A new approach to fighting spam?

Spam and the uncertainty that spam filters cause has dramatically reduced the effectiveness one of the most popular uses of the Internet. Maybe it’s time for a different approach to filtering email.

Phones and email are both about equally useful: given the choice between giving up their phone of giving up email, people are about evenly divided. When comparing e-mail to other Internet technologies, however, it's no contest. Given the choice between giving up email and giving up browser-based web access, people cheerfully give forgo the web in favor of email. The web may be nice to have, but email is a necessity, and most businesses really can’t function without it.

Unfortunately, almost all of today’s email traffic is spam so it’s necessary to separate the spam from the legitimate messages before they get to users’ inboxes. If you don’t do that, users are quickly overwhelmed by the sheer volume of spam that they receive.

Spammers are clever, however, and quickly find a way to get around the latest updates to spam filtering software. That’s possible because filtering applications use the latest models of what spam looks like to help them decide whether or not to let a message pass. Once spammers learn what filters look for, they quickly invent a way to get their spam past the filters.

Maybe an entirely new approach to filtering email is needed, and the fact that most email is actually spam may be the insight that we need for this. In particular, instead of trying to identify spam, why not try to identify legitimate email messages instead?

Note that this is entirely different from white-listing. With white-listing, an approved list of names, domains or IP addresses is used to allow incoming email. Instead, this approach looks at the content of an email and tries to decide if a particular message is legitimate. White listing doesn’t look for valid email messages. An entirely different model may be needed to do that.

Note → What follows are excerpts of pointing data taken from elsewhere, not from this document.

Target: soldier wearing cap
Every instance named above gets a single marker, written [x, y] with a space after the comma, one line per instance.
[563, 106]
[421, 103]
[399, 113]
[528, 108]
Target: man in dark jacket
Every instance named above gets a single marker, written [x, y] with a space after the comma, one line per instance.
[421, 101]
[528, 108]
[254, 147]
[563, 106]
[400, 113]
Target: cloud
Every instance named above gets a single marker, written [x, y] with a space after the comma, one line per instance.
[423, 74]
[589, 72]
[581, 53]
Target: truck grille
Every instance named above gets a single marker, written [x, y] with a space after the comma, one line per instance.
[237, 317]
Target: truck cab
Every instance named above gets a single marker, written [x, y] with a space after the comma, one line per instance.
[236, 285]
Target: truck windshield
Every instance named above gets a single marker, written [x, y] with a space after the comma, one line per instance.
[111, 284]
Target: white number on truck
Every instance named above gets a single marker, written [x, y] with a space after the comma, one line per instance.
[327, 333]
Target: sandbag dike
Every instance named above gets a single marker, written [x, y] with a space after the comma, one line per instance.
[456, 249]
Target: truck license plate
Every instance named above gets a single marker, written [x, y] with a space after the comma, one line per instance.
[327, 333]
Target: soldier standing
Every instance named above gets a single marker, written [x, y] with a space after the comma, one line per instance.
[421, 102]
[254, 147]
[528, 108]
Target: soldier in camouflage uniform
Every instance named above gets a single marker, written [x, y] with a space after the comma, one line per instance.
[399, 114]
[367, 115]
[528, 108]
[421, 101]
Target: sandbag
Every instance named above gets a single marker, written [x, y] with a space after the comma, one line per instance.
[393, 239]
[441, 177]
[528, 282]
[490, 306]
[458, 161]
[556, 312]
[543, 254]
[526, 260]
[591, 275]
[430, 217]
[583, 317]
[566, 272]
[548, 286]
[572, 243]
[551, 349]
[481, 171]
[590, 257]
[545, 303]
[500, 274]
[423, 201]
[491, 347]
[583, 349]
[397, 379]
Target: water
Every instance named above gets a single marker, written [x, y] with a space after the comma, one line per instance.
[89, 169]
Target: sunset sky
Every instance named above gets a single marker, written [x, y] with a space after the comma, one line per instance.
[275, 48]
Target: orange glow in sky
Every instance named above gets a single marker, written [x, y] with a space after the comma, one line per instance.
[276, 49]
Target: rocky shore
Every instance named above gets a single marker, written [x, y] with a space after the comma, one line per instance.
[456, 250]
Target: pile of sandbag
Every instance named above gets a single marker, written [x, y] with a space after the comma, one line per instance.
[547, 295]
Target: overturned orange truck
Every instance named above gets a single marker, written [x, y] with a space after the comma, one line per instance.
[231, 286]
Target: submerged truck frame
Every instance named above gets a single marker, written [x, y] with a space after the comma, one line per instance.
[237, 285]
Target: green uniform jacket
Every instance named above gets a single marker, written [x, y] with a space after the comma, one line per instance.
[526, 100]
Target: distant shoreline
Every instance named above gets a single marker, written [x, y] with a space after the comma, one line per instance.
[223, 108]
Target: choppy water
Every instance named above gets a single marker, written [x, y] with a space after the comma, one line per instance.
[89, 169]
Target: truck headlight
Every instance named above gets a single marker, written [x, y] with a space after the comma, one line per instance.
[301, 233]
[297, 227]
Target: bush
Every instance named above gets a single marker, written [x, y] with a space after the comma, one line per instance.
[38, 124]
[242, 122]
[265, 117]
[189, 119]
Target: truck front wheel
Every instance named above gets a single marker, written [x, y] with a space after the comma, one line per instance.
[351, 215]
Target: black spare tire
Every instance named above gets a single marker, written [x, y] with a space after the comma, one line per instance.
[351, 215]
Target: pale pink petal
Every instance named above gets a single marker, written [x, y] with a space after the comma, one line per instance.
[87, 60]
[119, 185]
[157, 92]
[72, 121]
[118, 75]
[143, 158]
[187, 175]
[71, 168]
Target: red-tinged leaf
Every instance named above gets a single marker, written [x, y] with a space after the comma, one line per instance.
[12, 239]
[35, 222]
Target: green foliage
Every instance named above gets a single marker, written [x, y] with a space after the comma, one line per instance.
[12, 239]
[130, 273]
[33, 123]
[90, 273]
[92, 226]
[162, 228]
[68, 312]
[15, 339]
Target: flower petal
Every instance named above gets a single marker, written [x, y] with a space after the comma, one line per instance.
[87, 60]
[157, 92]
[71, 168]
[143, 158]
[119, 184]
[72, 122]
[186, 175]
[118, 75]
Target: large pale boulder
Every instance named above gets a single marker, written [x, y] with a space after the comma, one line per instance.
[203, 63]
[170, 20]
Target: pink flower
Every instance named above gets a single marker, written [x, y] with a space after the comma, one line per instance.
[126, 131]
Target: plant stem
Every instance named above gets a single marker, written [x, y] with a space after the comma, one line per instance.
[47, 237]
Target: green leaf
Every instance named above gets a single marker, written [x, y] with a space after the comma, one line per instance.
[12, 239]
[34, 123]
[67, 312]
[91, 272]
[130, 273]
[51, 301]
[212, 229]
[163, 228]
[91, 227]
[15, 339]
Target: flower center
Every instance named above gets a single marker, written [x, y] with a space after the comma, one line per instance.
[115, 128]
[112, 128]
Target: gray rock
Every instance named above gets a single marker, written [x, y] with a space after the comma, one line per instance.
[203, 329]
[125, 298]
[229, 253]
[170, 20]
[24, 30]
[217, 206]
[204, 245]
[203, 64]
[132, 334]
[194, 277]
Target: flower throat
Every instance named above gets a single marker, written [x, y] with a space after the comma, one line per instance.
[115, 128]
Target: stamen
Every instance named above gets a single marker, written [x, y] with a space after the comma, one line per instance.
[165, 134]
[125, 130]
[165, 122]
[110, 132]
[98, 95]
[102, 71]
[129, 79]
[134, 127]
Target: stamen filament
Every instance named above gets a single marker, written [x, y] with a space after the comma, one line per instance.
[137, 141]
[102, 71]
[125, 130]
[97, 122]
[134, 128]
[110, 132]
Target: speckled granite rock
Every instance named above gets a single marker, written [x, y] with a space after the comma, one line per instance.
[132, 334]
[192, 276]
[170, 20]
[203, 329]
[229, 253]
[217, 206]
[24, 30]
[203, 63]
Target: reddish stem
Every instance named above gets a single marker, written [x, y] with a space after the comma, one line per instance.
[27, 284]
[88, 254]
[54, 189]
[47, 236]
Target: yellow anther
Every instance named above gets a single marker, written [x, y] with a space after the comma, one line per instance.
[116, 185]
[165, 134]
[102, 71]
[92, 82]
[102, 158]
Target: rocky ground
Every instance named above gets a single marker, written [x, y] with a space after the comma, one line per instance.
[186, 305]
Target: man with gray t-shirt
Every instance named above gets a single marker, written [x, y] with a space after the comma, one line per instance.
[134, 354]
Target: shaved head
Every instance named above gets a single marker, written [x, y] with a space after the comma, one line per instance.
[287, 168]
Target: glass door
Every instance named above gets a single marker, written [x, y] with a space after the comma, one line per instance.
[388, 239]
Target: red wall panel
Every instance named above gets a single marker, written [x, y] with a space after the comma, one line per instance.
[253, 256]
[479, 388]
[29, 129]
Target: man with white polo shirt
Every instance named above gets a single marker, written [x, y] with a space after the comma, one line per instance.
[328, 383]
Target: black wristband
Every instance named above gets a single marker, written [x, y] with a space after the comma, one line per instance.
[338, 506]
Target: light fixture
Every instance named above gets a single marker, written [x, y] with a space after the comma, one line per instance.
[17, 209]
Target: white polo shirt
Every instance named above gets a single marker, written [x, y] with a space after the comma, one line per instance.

Information security vendors have spent lots of time and effort over the past several years developing ways to identify spam. The benefits of this research have been temporary at best because spammers quickly learn to avoid the most recent versions of anti-spam filters. But while the arms race between spammers and anti-spam vendors has led to all sorts of unusual messages that are designed to pass filters undetected, the format of legitimate emails hasn’t changed much at all, and because of this, identifying legitimate emails may be a better strategy than identifying spam.

Looking for legitimate emails seems to be very simple to implement because it can be done with a minimal change to existing networks. All that’s needed is different logic on anti-spam filtering products. Everything else can stay the same. That seems much simpler than some of the alternatives that have been proposed. Simple is definitely good. It might even be effective.

I haven't heard of this approach being used. Maybe there's some obvious reason why it won't work.

  • Rob Adams

    Identifying legitimate messages is the same problem as identifying spam messages. The problem in both cases is that spam can look arbitrarily similar to legitimate messages.


  • Jim MacLeod

    Sorry, the core of your suggestion is already mainstream. The anti-spam statistical decision engines based on language processing, machine learning, sender reputation, etc., generally output a result which is essentially “percent chance this is spam” based on comparison between collections of “known-good” and “known-bad” emails. The hard part is bootstrapping the process – creating the collections of emails.
    Research focuses on categorizing spam because it’s a much easier task than categorizing natural language. Comparing the characteristic of spam versus not-spam, there are a lot more similarities between different spam emails than there are between not-spam emails. You suggest that the format of not-spam messages “hasn’t changed much” – but that assumes that there _is_ or ever was a standard format for email. If there were, spammers would of course copy it.
    Spam by its nature tends to have specific characteristics. Messages tend to be short, cover only 1 of about a dozen topics, and (these days) generally include a link to a site whose reputation is bad or which has only recently been registered. It’s fairly rare for an entirely new concept in spam to emerge – and once it does, if it’s effective, it’s copied fairly quickly, which means that most anti-spam vendors figure out how to kill it pretty quickly.
    Finally, there’s a wonderful paradox about spam: as spammers try to evade anti-spam filters, their messages increasingly tend to diverge from standard natural language – which makes it easier to identify a spam message on sight.
    Check out http://craphound.com/spamsolutions.txt for additional commentary on anti-spam research.


  • Luther Martin

    My thinking here was really based on discussions that I had with anti-spam vendors at the RSA show this year. We were taking about how image spam managed to appear and bypass most spam filters and I was told that this happened because the filters were looking for indicators of spam and not for indicators of a valid message.